Comparative antiallergic effects of second-generation H1-antihistamines ebastine, cetirizine and loratadine in preclinical models. Llupia, Josep; Gras, Jordi; Llenas, Jesus (Research Center, Almirall Prodesfarma, Barcelona, Spain). Arzneimittel-Forschung, 53(2), 93-97 (English) 2003 Editio Cantor Verlag. CODEN: ARZNAD. ISSN: 0004-4172. DOCUMENT TYPE: Journal CA Section: 1 (Pharmacology) Ebastine (CAS 90729-43-4), cetirizine (CAS 83881-51-0) and loratadine (CAS 79794-75-5) are second generation H1-antihistamines of proven efficacy for treating allergy. Recent clin. studies have found ebastine to be more effective than cetirizine or loratadine in alleviating the symptoms of seasonal allergic rhinitis. The objective of this study was to compare the efficacy of these compds. in three guinea-pig models of bronchoconstriction, elicited either by histamine, allergen or leukotriene C4 in order to shed light onto the mechanisms that might explain differences found in clin. studies.

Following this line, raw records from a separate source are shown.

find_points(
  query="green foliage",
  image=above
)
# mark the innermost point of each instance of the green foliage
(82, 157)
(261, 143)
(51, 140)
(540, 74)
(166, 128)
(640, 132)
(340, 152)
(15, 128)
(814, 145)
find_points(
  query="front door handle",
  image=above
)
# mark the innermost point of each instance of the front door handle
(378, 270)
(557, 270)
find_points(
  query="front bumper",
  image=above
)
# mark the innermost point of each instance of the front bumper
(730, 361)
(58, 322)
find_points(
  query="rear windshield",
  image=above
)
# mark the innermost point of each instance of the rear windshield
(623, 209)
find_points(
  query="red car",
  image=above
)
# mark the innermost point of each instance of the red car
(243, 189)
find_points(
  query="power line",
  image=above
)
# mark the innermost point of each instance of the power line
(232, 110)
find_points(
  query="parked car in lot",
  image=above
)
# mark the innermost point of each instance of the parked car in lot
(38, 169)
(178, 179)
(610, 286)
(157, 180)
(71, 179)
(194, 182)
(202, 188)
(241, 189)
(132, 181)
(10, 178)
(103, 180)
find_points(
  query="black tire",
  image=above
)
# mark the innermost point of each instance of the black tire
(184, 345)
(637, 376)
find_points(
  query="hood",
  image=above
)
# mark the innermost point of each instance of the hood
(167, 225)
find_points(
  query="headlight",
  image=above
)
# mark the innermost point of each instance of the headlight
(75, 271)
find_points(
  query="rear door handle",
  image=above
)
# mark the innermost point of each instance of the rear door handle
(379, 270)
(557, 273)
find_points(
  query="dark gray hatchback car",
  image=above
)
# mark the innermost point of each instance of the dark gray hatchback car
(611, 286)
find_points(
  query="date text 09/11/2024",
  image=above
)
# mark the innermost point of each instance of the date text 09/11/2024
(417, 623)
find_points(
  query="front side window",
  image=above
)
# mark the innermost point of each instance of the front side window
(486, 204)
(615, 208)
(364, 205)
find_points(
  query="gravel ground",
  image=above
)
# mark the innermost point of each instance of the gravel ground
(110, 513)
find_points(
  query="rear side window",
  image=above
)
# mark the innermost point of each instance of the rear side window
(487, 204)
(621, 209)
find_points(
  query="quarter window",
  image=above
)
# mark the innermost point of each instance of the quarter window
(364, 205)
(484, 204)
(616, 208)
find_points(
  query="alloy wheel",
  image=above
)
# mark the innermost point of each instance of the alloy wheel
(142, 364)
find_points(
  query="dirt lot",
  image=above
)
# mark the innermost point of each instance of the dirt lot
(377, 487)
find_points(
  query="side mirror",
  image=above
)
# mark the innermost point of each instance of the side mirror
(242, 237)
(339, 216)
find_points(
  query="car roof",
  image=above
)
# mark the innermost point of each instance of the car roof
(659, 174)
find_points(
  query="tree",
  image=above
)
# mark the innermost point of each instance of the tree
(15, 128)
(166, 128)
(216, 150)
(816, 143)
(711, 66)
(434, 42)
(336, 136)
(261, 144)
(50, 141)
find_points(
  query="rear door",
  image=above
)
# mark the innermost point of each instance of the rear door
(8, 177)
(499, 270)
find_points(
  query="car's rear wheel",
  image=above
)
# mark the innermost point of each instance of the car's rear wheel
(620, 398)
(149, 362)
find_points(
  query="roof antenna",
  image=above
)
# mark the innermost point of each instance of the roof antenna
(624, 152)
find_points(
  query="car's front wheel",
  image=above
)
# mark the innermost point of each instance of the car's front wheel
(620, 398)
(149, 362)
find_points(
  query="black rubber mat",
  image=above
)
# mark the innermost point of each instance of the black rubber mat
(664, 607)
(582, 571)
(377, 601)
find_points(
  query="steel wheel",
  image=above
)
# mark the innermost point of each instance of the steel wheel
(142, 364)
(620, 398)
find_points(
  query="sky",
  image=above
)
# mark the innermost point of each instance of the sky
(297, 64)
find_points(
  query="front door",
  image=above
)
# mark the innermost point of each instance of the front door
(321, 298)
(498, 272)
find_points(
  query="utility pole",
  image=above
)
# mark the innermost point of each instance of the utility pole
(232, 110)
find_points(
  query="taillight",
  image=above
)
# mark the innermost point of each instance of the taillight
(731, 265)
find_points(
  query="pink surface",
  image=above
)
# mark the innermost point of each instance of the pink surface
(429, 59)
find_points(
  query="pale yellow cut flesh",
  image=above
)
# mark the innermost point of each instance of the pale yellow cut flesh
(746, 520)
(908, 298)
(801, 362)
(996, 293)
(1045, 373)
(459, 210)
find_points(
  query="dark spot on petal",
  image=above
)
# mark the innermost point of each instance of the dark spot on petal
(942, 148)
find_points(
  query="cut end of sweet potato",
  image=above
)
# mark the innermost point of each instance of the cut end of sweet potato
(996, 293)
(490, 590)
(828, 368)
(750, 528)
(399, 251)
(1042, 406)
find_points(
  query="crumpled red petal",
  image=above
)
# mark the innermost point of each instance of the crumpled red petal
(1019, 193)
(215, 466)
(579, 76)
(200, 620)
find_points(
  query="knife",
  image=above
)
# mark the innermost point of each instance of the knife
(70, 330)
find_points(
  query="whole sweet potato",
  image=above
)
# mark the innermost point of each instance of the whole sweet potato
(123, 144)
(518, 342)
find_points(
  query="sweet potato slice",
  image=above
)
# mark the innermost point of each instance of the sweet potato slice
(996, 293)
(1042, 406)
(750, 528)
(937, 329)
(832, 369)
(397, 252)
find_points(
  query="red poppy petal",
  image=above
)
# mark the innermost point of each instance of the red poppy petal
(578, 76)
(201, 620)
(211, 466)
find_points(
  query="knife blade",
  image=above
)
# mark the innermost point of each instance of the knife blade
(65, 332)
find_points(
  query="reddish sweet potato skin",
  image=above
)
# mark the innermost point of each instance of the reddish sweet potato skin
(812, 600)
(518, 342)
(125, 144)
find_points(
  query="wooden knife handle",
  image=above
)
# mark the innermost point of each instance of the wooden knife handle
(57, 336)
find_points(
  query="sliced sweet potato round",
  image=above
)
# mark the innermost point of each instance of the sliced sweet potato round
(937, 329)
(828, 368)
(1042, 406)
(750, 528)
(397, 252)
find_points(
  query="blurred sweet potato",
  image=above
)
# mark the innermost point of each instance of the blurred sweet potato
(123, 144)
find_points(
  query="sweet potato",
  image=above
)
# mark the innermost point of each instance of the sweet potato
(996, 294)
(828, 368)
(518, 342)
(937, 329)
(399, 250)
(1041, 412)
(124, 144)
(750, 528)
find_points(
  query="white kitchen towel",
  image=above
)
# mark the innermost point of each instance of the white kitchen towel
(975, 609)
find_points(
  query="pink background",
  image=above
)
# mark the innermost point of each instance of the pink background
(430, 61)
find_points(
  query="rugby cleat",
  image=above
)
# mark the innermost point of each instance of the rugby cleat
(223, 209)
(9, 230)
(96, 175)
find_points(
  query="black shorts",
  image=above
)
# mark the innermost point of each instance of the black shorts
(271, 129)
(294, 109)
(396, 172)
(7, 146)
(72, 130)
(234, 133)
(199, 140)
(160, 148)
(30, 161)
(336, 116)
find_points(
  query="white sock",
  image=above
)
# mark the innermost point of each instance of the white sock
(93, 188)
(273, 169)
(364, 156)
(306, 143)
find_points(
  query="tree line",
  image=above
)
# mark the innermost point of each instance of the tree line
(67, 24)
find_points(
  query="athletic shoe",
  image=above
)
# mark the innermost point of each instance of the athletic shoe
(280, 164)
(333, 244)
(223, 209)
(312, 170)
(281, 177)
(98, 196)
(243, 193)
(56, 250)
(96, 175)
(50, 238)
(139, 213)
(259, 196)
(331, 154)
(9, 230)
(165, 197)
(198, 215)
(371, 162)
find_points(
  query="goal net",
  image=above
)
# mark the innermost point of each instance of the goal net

In the present expts., ebastine and cetirizine were equipotent against aerosol histamine-induced bronchospasm in guinea pigs (ED50 115 and 100 mg/kg p.o., resp.), while loratadine was three-fold less potent. In the same model the effects of ebastine, loratadine and cetirizine lasted 21, 19 and 15 h, resp. Ebastine (ED50 334 mg/kg p.o.) was the most potent compd. in inhibiting allergen-induced bronchospasm in conscious guinea pigs. In vitro studies in tracheally perfused guinea pig lungs demonstrated that ebastine and loratadine inhibited with equal potency the bronchoconstriction induced by leukotriene C4 while cetirizine was significantly less potent. Finally, in another in vivo study, ebastine reverted the changes in pulmonary resistance induced by leukotriene C4 in anesthetized guinea pigs, whereas cetirizine and loratadine were devoid of activity in this model. In accordance with the clin. data, ebastine proved to be the substance with the widest range of application in animal expts., too.